Warning: the below video contains footage some viewers may find disturbing.
PC James Kiddie, 45, was given a 150-hour community order for the incident of “loss of control” against 30-year-old Sarah Reed.
The police officer had been called to the Uniqlo store on London’s Regent Street in November 2012 after Ms Reed had been held by security guards.
PC Kiddie told the court at his trial last month that a “snarling” Ms Reed had bitten him on his finger and claimed that she had Aids.
District Judge Elizabeth Roscoe said that Ms Reed was “no shrinking violet” but said that “higher standards” were required of the police officer.
“I do accept, as I say, that this was an incident of loss of control. There is no pre-meditation,” she said.
In the video, PC Kiddie can be seen grabbing Ms Reed by her hair before hauling her to the ground. CCTV footage records the officer aiming three punches at the woman’s head while she is on the ground, before kneeling on her neck to restrain her.
Victoria Hatton, of Neumans LLP, solicitors for Ms Reed, said her client had been the victim of a “brutal” attack by a serving police officer.
A statement from the law firm said: “As seen in the video footage played to the court, Pc Kiddie threw Ms Reed to the floor, where a light bulb smashed and caused her to suffer a two centimetre laceration to her lower back, this was followed by three powerful strikes aimed at Ms Reed’s head.
“There was absolutely no justification for the officer’s use of force and the court agreed that PC Kiddie acted in ‘anger’ with actions being described by the judge as ‘instinctive’ and ‘immediate’ as there was no pause by him for re-assessment.”
Kiddie, who had no previous convictions but two previous disciplinary findings of “incivility” on his police record, told the court his strikes against Ms Reed were “half power” and he had not wanted to hit her.
Judge Roscoe said the CCTV and evidence from witnesses suggested that Ms Reed – described in court as a drug addict who was later convicted of shoplifting – was a “difficult” and “aggressive” woman who had become more aggressive when the police officer arrived.
PC Kiddie’s defence counsel, Ben Brandon, said that the officer would be dismissed from the Metropolitan police as a result of the court’s finding.
Scotland Yard said fellow officers who had viewed the CCTV footage had been concerned by the level of force used by Kiddie during the arrest and had reported the incident to the Met’s Directorate of Professional Standards (DPS).
Simon Byrne, the Met’s territorial policing assistant commissioner, said: “Police officers join the Met to protect and serve the public.
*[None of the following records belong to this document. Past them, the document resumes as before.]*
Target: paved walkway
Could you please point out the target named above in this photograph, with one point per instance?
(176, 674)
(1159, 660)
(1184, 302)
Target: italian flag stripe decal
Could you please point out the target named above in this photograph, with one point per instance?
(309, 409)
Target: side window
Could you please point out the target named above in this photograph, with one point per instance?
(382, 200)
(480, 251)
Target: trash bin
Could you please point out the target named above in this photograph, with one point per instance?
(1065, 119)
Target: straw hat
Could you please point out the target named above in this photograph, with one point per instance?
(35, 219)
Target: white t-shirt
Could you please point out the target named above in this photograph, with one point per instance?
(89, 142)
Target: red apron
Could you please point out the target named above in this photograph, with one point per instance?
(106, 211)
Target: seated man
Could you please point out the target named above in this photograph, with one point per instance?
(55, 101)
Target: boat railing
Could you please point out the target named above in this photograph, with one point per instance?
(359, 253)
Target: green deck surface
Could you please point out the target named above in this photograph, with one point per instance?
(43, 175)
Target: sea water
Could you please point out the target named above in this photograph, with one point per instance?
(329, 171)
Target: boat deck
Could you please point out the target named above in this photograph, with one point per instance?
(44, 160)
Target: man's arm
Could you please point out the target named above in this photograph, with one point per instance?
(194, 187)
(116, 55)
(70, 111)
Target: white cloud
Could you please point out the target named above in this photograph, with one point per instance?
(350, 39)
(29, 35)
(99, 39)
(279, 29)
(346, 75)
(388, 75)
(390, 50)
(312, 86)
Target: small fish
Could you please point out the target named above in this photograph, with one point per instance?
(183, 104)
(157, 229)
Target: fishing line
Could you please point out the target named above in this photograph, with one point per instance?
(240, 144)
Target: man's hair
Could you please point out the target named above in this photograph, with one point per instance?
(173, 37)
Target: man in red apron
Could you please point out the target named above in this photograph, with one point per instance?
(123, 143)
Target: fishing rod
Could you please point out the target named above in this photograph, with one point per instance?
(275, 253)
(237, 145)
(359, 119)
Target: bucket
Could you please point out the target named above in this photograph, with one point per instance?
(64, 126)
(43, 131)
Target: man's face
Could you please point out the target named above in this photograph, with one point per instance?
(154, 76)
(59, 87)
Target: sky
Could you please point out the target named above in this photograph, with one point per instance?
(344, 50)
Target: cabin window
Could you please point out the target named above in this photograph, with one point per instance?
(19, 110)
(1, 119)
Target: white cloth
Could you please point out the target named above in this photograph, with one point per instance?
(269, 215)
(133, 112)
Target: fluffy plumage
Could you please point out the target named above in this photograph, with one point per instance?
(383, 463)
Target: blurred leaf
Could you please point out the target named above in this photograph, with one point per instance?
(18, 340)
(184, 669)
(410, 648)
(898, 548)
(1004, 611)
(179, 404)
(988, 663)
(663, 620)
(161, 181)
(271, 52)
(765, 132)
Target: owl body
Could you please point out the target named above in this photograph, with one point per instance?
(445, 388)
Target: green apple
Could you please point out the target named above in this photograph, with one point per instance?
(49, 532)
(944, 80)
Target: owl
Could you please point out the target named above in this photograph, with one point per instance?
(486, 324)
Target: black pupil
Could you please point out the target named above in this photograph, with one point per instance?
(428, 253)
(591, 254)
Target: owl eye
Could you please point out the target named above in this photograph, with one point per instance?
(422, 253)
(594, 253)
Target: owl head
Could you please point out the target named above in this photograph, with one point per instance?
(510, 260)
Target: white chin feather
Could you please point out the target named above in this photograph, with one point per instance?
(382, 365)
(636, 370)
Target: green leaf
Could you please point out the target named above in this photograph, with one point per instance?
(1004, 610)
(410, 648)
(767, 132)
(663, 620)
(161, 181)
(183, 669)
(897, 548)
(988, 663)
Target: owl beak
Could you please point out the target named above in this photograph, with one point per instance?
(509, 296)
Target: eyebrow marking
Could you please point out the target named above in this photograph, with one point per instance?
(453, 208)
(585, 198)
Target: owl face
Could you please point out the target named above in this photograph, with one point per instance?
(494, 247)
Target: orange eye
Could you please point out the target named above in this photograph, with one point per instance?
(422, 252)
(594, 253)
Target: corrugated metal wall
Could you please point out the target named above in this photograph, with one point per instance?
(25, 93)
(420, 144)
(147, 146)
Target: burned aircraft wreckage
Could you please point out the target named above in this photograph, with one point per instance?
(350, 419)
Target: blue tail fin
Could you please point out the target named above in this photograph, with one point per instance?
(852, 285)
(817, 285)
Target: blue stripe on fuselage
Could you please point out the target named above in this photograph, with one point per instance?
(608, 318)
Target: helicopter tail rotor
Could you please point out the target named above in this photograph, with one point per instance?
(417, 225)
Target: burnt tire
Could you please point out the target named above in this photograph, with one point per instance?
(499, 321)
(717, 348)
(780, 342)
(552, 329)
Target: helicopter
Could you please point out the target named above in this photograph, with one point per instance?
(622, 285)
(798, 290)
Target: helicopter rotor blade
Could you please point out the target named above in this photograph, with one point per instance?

Today his colleagues will be sickened by what they see.
“Where an officer’s behaviour falls short of the very high standards that we and the public expect of them, then it is only right that they are held to account for their actions.
“The actions of one officer abusing his position in this way can cast a shadow over the thousands of officers who are on duty right now demonstrating bravery, compassion, integrity and professionalism.
“PC Kiddie’s behaviour that day, which was identified and reported by another officer, was wrong. For that he has been held accountable. There is no place in the Metropolitan Police Service for officers and staff who do not uphold our values.”
Kiddie was also ordered to pay £500 in prosecution costs and a £60 victim surcharge.